In seven previous appearances at Muirfield Village, a club where he happens to be a member, Day missed three cuts and never managed to finish above a tie for 27th place. The disappointing result Sunday came after decent rounds of 66 on Thursday and 68 on Saturday, with a 71 wedged in on Friday.
”Today was just all over the shop,” Day said. ”I just wasn’t that sharp out there, missing greens with wedges in the hand. I just wasn’t as sharp as I would have liked to have been, but it is what it is. … Hit it in the water twice. You just can’t do it when you’re trying to win a tournament.”
But if the 28-year-old Day is overly concerned about the stumble, he’s certainly not showing it. He’ll rest a couple days, then begin preparations for the U.S. Open in two weeks at Oakmont in Pennsylvania.

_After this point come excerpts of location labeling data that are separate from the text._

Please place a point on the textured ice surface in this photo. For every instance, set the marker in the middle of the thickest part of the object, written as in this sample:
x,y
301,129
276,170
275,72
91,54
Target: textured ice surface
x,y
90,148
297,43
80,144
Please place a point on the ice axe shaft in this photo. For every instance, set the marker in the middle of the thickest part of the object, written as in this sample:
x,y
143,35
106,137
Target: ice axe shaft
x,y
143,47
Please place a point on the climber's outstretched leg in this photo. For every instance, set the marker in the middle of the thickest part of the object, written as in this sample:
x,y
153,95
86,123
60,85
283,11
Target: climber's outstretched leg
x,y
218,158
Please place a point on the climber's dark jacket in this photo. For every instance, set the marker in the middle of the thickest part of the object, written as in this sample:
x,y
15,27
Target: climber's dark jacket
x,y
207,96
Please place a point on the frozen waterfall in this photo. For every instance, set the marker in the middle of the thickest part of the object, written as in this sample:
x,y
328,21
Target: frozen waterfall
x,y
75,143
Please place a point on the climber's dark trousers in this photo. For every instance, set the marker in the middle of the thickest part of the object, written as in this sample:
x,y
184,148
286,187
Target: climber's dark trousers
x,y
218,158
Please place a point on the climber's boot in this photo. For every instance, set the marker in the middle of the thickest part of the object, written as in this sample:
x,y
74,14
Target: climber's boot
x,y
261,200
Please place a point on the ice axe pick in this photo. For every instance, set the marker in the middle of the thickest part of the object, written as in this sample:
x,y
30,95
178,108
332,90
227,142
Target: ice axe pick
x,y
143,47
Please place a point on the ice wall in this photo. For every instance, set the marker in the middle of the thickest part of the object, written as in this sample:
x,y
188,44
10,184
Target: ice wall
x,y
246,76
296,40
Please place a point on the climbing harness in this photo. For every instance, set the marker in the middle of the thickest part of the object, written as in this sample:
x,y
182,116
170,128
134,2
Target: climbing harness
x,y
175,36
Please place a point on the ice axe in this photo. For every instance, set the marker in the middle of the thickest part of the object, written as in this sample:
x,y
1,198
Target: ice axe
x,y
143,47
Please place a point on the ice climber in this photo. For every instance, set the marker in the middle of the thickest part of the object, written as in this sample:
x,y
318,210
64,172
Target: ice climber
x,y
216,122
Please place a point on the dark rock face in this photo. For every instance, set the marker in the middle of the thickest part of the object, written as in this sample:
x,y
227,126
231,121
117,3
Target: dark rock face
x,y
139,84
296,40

He said his problems are small ones.
“I’ve just got to tidy a few things up with the long game,” said Day, who makes his home in suburban Columbus. ”It’s not that bad, because Thursday and Saturday I hit great. Off the tee was great, and to the greens was fantastic, Friday and today I just wasn’t sharp.”
Day said after the success of the past several months – he won the Arnold Palmer Invitational and World Golf Championships-Dell Match Play in March and was coming off a victory May 12 in the Players Championship – it’s easier to shake off a lousy outing and get back to work.
”Everyone was asking earlier this year why I wasn’t winning, and I just said it’s a process, and it’s the same thing (now),” Day said. ”I think if it doesn’t show up (at the U.S. Open), it’s going to show up somewhere else, and as long as I keep working hard it’s going to happen again. I just have to focus on getting the process right, and if I can do that maybe the U.S. Open will time perfectly and I can peak there and play well there.”
Day wasn’t the only player to stumble at the Memorial after coming off a tournament win.
Second-ranked Jordan Spieth, who picked up his eighth PGA Tour victory last week at the Colonial, barely made a peep at the Memorial, finishing in a tie for 57th at 3 under.
”Didn’t have my best stuff this week, but just didn’t make great decisions when I needed to give respect to the golf course,” Spieth said. ”And that’s something I’m going to have do at Oakmont. So I recognize that. We’re still running on momentum. Got to get some fresh legs and get ready to go.”